In document 2017 SEAFDEC (pahina 44-47)



1.7 Promotion of Sustainable Aquaculture Development

1.7.5 Meeting Social and Economic Challenges in Aquaculture

Recognizing the need to secure food and income, AQD developed and implemented social and economic strategies in aquaculture and resource management, to overcome the unintended socioeconomic problems brought about by the development of aquaculture.

Approaches to this end include conducting socioeconomic studies that promote collaboration with stakeholders and the local government through community-based strategies, training of fisherfolks to ensure sustainable implementation of aquaculture projects, and creation of socioeconomic benefits for marginalized fishery stakeholders. More recently, AQD raised the understanding of aquaculture stakeholders on climate change indicators that provide basis for recommending adaptation and mitigation strategies in aquaculture operations.

Collaborative R&D in aquaculture

Milkfish (Chanos chanos) is the most consumed fish and common protein source in the Philippines and the mariculture of milkfish is the way to go to meet fish food requirements in the Philippines and other Southeast Asian countries. To address emerging nutrification problem in milkfish production areas around the Philippines, AQD conducted grow-out trials to evaluate the application of Integrated Multi-Trophic Aquaculture (IMTA) in milkfish culture.

Hatchery-reared milkfish seeds at stocking density ranging from 23-27 fingerlings per m2 were stocked in two mariculture pens (156 m2 average size) along with filter-feeding hatchery-reared sandfish (Holuthuria scabra) juveniles and nutrient-absorbing seaweeds Kappaphycus sp. plantlets produced at AQD. Local fisherfolk members of the Pandaraonan Unified Association and the local government of Guimaras Province were involved in this activity. Results from four culture runs showed that production cost could be recovered, although constrained by high fingerling cost, feeds and other input shipment costs to the culture site and poaching. Also, sandfish and seaweeds in the IMTA system were not sustained due to predation and diseases.

Socioeconomic strategies were applied through value-adding options to overcome high input costs and to compensate for the lack of sandfish and seaweeds harvest. Overall, the collaborative R&D activities such as the application of IMTA in milkfish mariculture successfully improved the aquaculture skills of the fisherfolks by teaching them to grow economically important fish and seaweeds. The fisherfolks also learned entrepreneurial and postharvest skills by selling their milkfish harvest, training women in the community to debone and prepare milkfish dishes. Cooked milkfish in oil were fed to school children to encourage fish consumption to improve their nutritional condition. These IMTA social and environmental experiments are being co-funded and implemented together with research fellows from the Japan International Research Center for Agricultural Sciences (JIRCAS).

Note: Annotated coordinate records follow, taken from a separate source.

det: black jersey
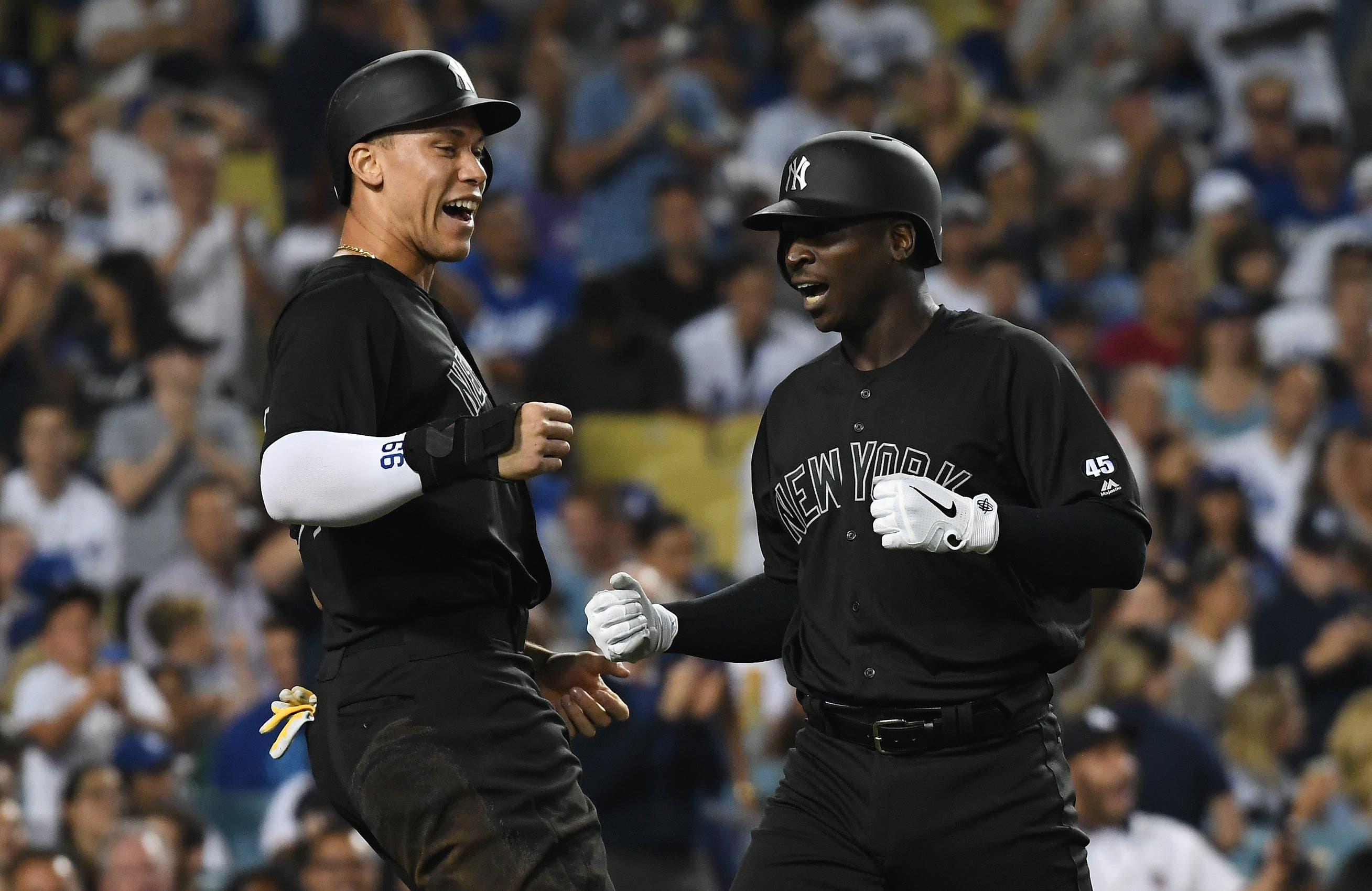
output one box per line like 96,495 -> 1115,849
753,307 -> 1147,704
262,257 -> 549,647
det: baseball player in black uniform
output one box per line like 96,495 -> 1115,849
587,132 -> 1151,891
262,51 -> 629,891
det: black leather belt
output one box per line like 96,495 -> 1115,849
800,678 -> 1052,755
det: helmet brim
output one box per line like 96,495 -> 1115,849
356,96 -> 520,143
743,198 -> 871,232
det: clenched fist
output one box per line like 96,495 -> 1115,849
496,402 -> 572,479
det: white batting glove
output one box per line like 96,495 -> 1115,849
871,474 -> 1000,553
586,573 -> 676,662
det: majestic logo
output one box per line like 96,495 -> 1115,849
447,346 -> 491,417
447,59 -> 476,93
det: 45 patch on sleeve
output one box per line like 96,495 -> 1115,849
1081,455 -> 1114,476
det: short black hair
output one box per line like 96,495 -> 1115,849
42,582 -> 103,629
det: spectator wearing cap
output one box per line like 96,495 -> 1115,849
808,0 -> 938,80
672,250 -> 834,417
127,478 -> 268,683
1172,551 -> 1252,727
113,731 -> 180,817
1040,205 -> 1139,327
0,59 -> 37,196
742,40 -> 845,180
1252,505 -> 1372,756
446,191 -> 576,394
4,847 -> 84,891
93,327 -> 258,578
1191,174 -> 1258,291
1258,121 -> 1354,253
528,278 -> 683,413
9,586 -> 170,844
1259,236 -> 1372,370
1168,286 -> 1268,442
1096,253 -> 1196,369
1063,627 -> 1243,850
558,2 -> 722,275
926,191 -> 988,313
0,402 -> 124,592
1277,154 -> 1372,304
1202,362 -> 1325,559
977,136 -> 1048,277
614,177 -> 724,332
1062,706 -> 1290,891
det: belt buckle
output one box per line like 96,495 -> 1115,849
871,718 -> 934,755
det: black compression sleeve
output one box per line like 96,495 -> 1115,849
667,575 -> 800,662
992,501 -> 1148,589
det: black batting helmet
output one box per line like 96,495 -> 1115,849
324,49 -> 518,205
743,131 -> 943,271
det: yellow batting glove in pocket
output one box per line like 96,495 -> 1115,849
258,686 -> 320,758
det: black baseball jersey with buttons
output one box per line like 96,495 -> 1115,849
262,257 -> 549,647
752,307 -> 1147,704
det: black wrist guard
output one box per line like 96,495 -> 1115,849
405,402 -> 523,491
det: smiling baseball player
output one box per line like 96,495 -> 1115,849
586,132 -> 1151,891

Collaborative efforts were also sustained through two Community-Based Resource Enhancement (CBRE) activities that use hatchery-reared seeds for stock enhancement in depleted fisheries. The one that involves hatchery-reared abalone, (Haliotis asinina) and sandfish (Holothuria scabra) stocked at the Sagay Marine Reserve in Negros Occidental and funded by Government of Japan-Trust Fund (GOJ-TF), has demonstrated that hatchery- reared seeds released in suitable protected sites can help rebuild depleted coastal resources, supplement livelihood, and contribute to improving the supply of abalone in markets. Fisherfolk in Sagay benefited from the harvest of spill-over from the released abalone and sandfish in the CBRE site while the local government unit and fisherfolk associations continued to manage the project.

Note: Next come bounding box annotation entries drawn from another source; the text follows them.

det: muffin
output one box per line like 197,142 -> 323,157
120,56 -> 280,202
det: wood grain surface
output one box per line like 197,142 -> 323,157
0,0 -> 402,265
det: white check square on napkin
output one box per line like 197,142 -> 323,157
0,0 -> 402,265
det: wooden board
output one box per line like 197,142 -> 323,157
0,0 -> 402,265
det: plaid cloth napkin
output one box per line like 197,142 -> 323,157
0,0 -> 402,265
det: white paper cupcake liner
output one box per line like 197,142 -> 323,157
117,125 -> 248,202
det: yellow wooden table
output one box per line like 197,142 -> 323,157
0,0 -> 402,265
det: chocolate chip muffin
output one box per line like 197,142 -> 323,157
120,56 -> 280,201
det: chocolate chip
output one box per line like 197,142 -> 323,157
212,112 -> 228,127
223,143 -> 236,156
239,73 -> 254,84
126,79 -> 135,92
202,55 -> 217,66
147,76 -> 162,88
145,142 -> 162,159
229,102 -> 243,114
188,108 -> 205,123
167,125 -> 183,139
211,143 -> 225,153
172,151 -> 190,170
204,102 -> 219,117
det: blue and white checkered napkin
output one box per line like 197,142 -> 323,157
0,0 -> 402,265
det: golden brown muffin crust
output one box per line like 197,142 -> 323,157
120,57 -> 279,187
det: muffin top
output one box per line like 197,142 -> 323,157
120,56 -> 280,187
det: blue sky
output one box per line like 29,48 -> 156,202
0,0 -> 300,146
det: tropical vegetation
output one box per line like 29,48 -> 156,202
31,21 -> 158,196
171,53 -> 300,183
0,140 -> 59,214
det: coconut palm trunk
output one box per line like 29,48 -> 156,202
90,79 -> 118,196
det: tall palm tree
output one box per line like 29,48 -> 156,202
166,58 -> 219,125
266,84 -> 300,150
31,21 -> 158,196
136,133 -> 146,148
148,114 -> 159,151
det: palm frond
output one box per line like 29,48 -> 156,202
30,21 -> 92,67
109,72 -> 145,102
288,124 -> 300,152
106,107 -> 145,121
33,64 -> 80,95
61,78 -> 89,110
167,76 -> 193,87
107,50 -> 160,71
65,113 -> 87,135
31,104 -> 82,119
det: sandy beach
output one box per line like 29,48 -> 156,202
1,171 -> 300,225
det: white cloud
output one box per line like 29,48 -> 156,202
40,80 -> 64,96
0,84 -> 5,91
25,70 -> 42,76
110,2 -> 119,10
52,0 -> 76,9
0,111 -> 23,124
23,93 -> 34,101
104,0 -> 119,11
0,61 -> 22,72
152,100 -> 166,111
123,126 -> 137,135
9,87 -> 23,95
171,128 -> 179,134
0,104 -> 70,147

Workshop on Management of Community- Based Aquaculture Projects participated by fisherfolks, women and local government officials

of Barangay Pandaraonan, Nueva Valencia, Guimaras

Value-adding of milkfish harvest from IMTA experiments was highly appreciated by women in

Barangay Pandaraonan

Moreover, AQD participated in the Sustainable Seafood Week campaign of high-end gourmet establishments that aims to improve the health of the oceans by sourcing seafood products from more sustainable fisheries and aquaculture. Through such event, the awareness of stakeholders had been raised, especially on the significance of the CBRE activities implemented by AQD.

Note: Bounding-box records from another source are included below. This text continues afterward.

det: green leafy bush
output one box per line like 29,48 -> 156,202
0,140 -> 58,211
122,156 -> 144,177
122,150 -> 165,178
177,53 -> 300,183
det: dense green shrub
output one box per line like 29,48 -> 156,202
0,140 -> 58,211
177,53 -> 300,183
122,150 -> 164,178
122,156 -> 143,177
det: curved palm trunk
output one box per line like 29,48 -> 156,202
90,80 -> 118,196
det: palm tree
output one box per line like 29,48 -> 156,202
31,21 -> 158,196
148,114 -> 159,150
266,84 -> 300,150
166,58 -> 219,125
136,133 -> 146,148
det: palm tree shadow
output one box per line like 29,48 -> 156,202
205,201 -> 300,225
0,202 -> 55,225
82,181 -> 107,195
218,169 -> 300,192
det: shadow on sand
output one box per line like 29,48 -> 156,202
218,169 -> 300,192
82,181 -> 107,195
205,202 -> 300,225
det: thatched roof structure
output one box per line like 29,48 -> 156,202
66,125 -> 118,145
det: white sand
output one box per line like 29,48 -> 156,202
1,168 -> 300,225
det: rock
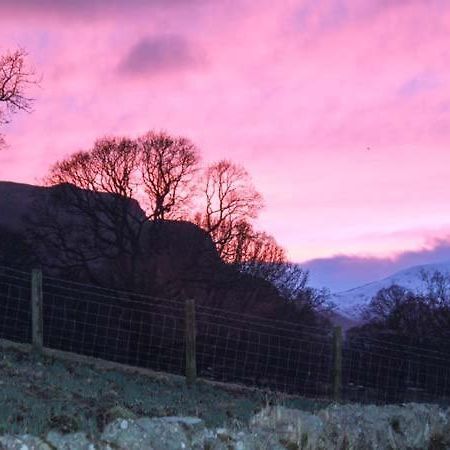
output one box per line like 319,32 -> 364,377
0,403 -> 450,450
101,417 -> 204,450
0,434 -> 51,450
250,403 -> 450,450
46,431 -> 96,450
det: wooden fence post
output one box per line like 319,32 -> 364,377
185,299 -> 197,387
333,327 -> 342,403
31,269 -> 44,353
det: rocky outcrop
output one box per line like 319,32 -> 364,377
0,403 -> 450,450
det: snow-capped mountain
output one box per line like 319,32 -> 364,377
331,261 -> 450,320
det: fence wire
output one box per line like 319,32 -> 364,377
0,267 -> 450,404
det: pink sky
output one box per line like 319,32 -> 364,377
0,0 -> 450,276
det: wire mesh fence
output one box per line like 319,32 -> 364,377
0,267 -> 450,404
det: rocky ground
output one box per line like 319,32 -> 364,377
0,349 -> 327,437
0,342 -> 450,450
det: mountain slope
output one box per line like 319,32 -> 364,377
332,261 -> 450,319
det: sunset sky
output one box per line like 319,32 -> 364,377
0,0 -> 450,288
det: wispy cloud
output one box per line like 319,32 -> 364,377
118,35 -> 203,75
303,236 -> 450,292
398,72 -> 440,97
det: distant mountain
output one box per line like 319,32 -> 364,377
331,261 -> 450,320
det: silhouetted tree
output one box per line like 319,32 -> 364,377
0,49 -> 36,148
35,137 -> 147,288
139,132 -> 199,220
194,160 -> 262,263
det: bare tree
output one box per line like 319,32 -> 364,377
194,160 -> 262,262
36,137 -> 147,288
139,132 -> 199,220
0,49 -> 37,144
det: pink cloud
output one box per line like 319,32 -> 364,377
0,0 -> 450,260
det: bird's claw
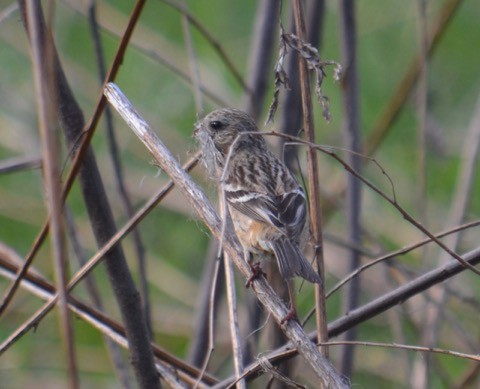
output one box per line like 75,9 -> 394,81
245,262 -> 267,288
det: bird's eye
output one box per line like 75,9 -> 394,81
210,120 -> 223,130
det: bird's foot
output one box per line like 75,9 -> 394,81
245,262 -> 267,288
280,308 -> 298,325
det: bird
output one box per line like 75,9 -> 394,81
194,108 -> 322,323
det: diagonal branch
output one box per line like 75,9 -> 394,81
105,83 -> 346,388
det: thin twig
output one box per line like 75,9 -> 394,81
65,207 -> 133,389
88,0 -> 152,336
220,201 -> 246,389
340,0 -> 362,377
0,157 -> 42,174
319,340 -> 480,362
180,0 -> 203,113
105,83 -> 346,388
195,253 -> 220,388
243,0 -> 279,121
26,0 -> 79,389
0,253 -> 216,387
364,0 -> 463,155
260,131 -> 480,275
214,248 -> 480,389
163,0 -> 248,92
293,0 -> 328,357
326,220 -> 480,298
0,0 -> 145,316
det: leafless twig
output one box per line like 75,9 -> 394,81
105,84 -> 345,388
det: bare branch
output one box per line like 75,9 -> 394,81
105,84 -> 346,388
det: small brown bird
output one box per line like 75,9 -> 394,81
195,109 -> 322,320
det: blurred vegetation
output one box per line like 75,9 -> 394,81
0,0 -> 480,388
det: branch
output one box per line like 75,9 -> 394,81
105,83 -> 346,388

The other CBRE of hatchery-reared tiger shrimp Penaeus monodon in New Washington Estuary (NWE) in Aklan province was funded by Research Institute for Humanity and Nature (RIHN) of Japan. Released tiger shrimp juveniles grew to >100-g marketable size as monitored in fish buying stations in the fishing community. However, implementation of existing fishing gear regulations should be addressed together with local government and fisherfolks as fine mesh nets entrapped the released tiger shrimp juveniles. These indicate the need for improving governance to support stock enhancement and ensure economic benefits for the fisheries stakeholders.

Multi-agency collaboration and sharing of information

AQD established collaboration and linkages with the local government units and fisherfolk associations in areas where studies on IMTA and CBRE are being conducted. The tri-party collaboration between organized fisherfolk, the local government and AQD successfully

AQD participated in the Sustainable Seafood Week held in Manila to promote the sourcing

of seafood from sustainable fisheries and aquaculture

Hatchery-reared sandfish from the CBRE project grew to marketable size in sea ranch area in

Molocaboc in Sagay

AQD staff with local fisherfolk of Molocaboc Diut, comprising the inhabited island within the Sagay Marine Reserve in the Philippines, released hatchery-reared juveniles in the CBRE replicate site which local fisherfolk will protect

demonstrated, promoted and achieved social and economic objectives for the IMTA in Guimaras and CBRE project sites in Negros Occidental and Aklan Provinces. Multi-agency collaboration initiated the replication of CBRE in more sites in Sagay and other potential remote coastal communities in Camarines Sur Province through a local state university.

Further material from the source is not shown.